Helmig: Hopefully we can shore up some of the non-technical aspects of analytics operations. When it comes to procurement, what if the government used more of a total cost-of-ownership approach? Or what if it considered the impacts of more accurate analysis to operations? For example, when an analytical or investigative organization is considering software or tools, why not look at analytics operations from a full ecosystem perspective? If an agency spends a little more money on a faster search or query tool that saves analysts’ time and enables more queries, then perhaps that additional cost is offset by the time saved by each query.
Similarly, analysts spend enormous amounts of time prepping data or reducing false positives, which translates into higher labor costs or missed opportunities. The labor savings from more robust data management and analytics capabilities should be considered from a cost-benefits perspective and influence the total cost of ownership view.
I also mentioned that public-private partnerships should be more prevalent.
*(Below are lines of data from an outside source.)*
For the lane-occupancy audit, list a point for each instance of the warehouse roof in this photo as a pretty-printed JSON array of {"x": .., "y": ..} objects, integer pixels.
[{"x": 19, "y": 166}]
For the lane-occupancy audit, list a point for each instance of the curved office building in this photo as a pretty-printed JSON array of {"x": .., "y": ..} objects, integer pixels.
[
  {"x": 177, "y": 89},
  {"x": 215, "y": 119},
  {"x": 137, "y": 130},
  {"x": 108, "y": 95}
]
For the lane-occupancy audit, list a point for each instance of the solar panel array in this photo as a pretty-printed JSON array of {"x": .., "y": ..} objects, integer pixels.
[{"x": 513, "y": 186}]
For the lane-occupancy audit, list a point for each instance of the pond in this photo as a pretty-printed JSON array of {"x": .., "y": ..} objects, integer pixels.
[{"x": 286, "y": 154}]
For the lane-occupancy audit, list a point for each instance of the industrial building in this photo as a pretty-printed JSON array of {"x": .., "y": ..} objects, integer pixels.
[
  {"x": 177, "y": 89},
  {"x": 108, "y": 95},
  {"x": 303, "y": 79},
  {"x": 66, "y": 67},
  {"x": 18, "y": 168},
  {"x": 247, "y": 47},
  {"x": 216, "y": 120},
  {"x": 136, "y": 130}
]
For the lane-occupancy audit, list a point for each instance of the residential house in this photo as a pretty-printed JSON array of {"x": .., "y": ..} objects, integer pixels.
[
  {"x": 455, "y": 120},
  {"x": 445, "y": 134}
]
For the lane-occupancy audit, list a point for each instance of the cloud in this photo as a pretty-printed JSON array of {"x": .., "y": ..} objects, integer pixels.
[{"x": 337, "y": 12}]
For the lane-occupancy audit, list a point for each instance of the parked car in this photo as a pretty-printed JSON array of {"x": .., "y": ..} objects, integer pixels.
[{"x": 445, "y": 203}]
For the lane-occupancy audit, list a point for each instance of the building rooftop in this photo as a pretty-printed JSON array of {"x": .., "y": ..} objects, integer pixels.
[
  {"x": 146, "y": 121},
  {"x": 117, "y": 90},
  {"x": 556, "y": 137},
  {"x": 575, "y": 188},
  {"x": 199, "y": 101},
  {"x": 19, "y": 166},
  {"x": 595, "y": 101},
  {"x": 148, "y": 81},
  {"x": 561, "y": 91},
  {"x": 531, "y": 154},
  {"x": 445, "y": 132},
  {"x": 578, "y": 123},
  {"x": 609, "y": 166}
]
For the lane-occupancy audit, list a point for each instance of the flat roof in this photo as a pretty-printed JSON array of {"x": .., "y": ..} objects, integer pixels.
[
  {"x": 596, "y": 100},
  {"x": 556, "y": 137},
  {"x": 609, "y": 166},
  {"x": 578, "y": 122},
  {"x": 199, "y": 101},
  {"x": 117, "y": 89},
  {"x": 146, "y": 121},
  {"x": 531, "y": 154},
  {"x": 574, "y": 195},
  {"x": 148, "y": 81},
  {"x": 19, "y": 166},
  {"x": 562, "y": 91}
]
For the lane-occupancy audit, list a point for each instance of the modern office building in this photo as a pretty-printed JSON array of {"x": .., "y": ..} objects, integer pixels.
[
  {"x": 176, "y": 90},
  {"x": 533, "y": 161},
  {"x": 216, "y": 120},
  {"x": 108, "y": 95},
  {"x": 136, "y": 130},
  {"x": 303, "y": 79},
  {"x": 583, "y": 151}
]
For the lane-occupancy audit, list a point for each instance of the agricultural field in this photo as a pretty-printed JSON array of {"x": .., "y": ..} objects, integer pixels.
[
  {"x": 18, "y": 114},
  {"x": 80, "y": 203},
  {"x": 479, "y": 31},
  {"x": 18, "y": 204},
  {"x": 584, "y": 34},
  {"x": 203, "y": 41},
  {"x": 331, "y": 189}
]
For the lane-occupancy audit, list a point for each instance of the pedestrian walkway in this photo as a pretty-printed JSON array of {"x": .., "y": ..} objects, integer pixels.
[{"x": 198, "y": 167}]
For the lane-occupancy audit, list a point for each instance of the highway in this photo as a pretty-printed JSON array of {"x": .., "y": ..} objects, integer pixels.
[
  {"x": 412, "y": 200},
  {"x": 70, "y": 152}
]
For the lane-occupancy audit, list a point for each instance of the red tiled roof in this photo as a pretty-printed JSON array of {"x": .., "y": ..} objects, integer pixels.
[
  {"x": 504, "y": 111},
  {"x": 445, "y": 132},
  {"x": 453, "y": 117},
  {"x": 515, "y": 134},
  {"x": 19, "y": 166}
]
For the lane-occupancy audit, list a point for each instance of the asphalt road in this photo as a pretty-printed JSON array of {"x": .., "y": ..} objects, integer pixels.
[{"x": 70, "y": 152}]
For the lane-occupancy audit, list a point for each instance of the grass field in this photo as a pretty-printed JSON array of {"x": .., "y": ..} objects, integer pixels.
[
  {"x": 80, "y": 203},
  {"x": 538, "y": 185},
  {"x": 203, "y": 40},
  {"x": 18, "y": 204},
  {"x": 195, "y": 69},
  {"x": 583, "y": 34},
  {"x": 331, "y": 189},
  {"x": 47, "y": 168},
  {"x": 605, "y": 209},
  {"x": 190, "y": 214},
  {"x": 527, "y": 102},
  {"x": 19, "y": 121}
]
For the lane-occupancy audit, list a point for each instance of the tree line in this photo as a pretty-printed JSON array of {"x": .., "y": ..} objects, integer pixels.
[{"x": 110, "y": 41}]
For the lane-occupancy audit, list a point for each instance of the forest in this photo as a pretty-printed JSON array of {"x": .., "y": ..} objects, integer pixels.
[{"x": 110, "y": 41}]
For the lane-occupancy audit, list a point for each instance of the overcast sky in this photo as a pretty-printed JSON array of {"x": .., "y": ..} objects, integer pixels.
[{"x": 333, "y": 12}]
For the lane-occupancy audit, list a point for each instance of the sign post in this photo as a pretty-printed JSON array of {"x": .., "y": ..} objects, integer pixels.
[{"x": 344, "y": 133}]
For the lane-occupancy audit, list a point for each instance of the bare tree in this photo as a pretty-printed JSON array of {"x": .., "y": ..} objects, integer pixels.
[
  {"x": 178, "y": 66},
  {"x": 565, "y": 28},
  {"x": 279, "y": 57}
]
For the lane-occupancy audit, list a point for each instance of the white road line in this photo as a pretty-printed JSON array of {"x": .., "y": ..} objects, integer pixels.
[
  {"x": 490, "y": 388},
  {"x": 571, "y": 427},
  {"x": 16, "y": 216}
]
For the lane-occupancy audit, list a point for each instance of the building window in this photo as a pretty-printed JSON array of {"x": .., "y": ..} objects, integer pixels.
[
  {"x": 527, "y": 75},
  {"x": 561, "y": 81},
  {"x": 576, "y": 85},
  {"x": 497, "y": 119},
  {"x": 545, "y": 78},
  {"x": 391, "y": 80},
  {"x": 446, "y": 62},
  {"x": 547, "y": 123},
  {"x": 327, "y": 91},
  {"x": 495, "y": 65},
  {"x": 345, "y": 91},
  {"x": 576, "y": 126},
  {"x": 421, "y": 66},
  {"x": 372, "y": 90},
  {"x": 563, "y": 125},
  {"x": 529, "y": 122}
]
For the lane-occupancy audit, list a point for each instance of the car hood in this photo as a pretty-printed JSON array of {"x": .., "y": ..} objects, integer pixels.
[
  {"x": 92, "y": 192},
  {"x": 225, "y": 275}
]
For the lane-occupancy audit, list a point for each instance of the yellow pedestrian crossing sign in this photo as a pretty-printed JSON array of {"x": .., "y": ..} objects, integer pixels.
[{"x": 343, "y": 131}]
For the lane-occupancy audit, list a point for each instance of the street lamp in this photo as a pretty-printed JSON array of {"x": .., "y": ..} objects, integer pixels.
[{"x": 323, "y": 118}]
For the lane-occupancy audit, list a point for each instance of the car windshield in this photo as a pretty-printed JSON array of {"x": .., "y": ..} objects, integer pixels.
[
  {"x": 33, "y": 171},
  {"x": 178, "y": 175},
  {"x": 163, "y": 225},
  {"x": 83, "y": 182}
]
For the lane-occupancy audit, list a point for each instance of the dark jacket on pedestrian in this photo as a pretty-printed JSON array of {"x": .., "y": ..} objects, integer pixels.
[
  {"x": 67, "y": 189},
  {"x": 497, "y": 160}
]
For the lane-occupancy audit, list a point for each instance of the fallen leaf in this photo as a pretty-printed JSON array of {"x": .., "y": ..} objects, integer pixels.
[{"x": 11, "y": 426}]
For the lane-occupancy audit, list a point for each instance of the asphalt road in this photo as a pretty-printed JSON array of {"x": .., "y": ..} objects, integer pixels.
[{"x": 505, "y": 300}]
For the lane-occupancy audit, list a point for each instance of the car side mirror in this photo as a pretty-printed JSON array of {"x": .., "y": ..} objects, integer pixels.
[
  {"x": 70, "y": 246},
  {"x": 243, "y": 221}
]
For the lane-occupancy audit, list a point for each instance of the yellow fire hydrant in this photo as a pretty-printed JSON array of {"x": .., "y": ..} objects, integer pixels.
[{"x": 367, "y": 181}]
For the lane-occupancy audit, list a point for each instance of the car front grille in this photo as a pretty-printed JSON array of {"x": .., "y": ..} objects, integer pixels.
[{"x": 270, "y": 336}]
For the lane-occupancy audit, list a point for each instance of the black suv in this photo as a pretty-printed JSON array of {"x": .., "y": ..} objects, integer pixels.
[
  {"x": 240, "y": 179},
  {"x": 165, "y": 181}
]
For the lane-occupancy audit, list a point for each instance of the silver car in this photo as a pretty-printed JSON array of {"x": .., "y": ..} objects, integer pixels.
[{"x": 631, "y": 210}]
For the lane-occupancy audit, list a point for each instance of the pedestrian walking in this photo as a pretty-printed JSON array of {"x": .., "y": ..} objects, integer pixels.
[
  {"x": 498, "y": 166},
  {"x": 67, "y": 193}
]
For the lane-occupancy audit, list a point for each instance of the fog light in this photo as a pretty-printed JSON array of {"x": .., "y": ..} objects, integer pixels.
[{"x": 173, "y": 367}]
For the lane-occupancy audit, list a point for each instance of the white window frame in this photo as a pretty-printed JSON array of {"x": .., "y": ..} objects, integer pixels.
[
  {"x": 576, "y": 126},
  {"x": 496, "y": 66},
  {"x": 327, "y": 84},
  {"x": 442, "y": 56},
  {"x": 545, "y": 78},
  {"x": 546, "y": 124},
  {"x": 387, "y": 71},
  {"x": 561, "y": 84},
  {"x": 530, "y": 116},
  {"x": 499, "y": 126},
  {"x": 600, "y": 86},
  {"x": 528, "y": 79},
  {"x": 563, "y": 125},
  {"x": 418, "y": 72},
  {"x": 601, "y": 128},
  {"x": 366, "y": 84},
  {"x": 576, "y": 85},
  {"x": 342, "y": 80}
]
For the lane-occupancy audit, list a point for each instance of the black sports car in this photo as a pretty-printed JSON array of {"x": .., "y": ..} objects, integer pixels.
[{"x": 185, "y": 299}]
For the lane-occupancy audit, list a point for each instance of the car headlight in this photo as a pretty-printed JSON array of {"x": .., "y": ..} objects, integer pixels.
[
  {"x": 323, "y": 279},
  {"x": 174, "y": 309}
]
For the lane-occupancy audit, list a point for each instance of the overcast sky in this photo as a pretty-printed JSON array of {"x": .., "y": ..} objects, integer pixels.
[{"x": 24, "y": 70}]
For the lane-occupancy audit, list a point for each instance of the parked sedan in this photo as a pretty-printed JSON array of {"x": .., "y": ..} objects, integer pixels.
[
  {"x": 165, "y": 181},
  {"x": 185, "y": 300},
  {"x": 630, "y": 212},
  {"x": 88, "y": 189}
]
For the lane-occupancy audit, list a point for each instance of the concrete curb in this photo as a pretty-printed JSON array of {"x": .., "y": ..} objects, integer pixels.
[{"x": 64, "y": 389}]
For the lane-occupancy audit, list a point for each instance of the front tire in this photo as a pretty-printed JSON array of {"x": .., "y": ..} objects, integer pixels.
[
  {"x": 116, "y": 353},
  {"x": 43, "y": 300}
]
I am constantly dovetailing private sector best practices into the national security and homeland defense communities, and vice versa. There are many lessons learned and best practices to be shared between the two communities. Practitioner-level engagement on both sides would include non-technical topics, such as hiring and talent development, the proper governance of data collection and use, forecasting the impact of future regulations or innovation, etc.
As you mentioned, with the growth of open source, public-private partnerships will help agencies determine the best combination of open source and commercial technologies to pilot new projects, while ensuring that they can be fully scaled across the enterprise. These collaborations will become ever more critical to the success of government analytics projects.